THE ENTRY listed second-to-last in Commissioner Amanda Fritz's calendar for the week starting October 27 wasn't out of the ordinary, given her lead role in helping Portland City Council face the implications of its recently approved police reform deal with the US Department of Justice.

It named two mental health advocates—Beckie Child and Jason Renaud of the Mental Health Association of Portland—who've been more than outspoken about how all that work's been going.

Both have spent time this year giving advice on how to shape the crucial community oversight elements of the reform deal—which is meant to address findings that Portland cops have engaged in a pattern or practice of using excessive force against people with mental illness. And this meeting, held on October 31, might have been more of the same.

Except it wasn't.

According to a private recap that Renaud emailed to some other volunteers—later obtained by the Mercury and also sent to Fritz herself—Fritz explicitly offered a mea culpa for a trust-shattering development in city hall's handling of police reform: an appeal, filed on October 27, challenging a federal judge's order that officials return to court at least once a year to show their work. That move, approved in a vote on October 22, brought on heaps of scorn from perplexed police accountability advocates.

Fritz had acknowledged the difficulty, even during the vote, in standing apart from the community. But she clung to her reasoning that city hall, not a federal judge, needs to reign as the arbiter of change.

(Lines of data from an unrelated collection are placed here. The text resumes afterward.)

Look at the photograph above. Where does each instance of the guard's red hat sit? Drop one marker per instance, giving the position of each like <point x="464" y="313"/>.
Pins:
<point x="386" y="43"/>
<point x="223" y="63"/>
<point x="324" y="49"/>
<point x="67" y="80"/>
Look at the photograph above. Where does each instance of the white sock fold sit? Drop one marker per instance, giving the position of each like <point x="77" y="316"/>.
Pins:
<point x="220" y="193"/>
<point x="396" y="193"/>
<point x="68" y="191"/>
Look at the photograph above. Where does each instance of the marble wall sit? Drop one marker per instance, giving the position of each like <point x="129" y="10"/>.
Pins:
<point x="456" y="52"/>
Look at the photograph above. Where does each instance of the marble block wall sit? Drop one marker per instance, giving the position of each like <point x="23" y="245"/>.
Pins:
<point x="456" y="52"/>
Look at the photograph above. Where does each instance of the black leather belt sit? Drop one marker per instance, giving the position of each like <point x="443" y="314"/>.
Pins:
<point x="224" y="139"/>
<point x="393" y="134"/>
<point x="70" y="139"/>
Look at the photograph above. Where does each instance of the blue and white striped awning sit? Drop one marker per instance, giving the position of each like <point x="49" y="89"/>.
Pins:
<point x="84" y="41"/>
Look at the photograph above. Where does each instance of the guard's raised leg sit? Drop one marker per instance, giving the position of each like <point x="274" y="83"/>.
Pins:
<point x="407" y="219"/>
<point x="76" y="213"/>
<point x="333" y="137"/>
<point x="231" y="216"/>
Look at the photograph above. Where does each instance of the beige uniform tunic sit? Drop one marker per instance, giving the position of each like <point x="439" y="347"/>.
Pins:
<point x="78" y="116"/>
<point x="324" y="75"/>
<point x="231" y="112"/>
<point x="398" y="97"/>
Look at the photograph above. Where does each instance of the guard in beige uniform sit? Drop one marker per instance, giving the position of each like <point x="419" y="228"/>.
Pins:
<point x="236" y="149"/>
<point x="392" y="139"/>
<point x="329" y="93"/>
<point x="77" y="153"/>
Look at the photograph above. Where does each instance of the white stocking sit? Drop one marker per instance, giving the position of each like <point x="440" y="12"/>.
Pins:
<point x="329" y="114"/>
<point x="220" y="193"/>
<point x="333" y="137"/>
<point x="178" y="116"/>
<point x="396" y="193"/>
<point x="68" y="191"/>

That stance seems to have softened. Renaud's email said Fritz not only regretted championing the appeal alongside Mayor Charlie Hales, but that she'd also try to reverse it.

When I asked her about the email, Fritz confirmed her reservations—but spoke carefully on whether she'd actually call for a withdrawal.

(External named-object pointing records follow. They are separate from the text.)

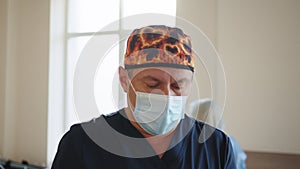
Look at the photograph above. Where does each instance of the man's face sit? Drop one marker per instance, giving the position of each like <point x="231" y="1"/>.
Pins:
<point x="164" y="81"/>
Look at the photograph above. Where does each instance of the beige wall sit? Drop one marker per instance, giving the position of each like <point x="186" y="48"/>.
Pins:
<point x="259" y="43"/>
<point x="26" y="80"/>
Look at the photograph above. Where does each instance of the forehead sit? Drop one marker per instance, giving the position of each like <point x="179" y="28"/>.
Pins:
<point x="161" y="73"/>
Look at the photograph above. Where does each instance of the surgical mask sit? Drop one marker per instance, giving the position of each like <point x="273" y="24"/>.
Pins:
<point x="158" y="114"/>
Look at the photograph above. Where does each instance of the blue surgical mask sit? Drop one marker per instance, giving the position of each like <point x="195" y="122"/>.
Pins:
<point x="158" y="114"/>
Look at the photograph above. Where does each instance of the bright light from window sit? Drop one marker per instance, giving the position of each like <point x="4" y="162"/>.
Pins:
<point x="91" y="15"/>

"I'm concerned that the community didn't agree with our reasons for appealing," Fritz told me. "And I will be looking to see if there's a way for us to get on the same page."

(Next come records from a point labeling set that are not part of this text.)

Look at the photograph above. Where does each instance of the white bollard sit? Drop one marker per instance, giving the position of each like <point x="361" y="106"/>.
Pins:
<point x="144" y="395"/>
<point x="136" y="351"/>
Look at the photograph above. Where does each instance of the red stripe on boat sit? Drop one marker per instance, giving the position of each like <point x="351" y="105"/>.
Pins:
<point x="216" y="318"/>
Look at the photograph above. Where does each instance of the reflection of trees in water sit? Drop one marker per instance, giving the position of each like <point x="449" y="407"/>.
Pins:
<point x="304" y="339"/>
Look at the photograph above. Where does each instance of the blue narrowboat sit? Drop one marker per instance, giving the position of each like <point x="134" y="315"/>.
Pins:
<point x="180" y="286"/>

The email went on to mention a few other tidbits that both Fritz and Renaud probably would have preferred remained private.

Renaud wagered that soon-to-retire Police Chief Mike Reese might try to challenge Hales in 2016—with the warning that the conversation on police reforms would grow "ugly" in the event that actually came to pass.

Renaud also said Fritz was bullish on the prospects of funding a drop-off or walk-in center for people in crisis—a much-ballyhooed piece of the reform deal later revealed as merely "aspirational" ["An Empty Mandate," News, Feb 19]. And he mentioned that Fritz was hoping to demand a cut of the city's surplus money in the hopes of hiring, for the first time, a devoted mental health specialist.

Fritz, in a budget session on Tuesday, November 4, called that one out without prompting. She told me she thought it made perfect sense, what with Hales asking for six new jobs in the police bureau to work on police reforms.

The reform deal, she'd like to remind her colleagues, is all about mental health.

"That doesn't make any sense," she said of hiring more police staffers before a mental health coordinator. "There's a huge disconnect."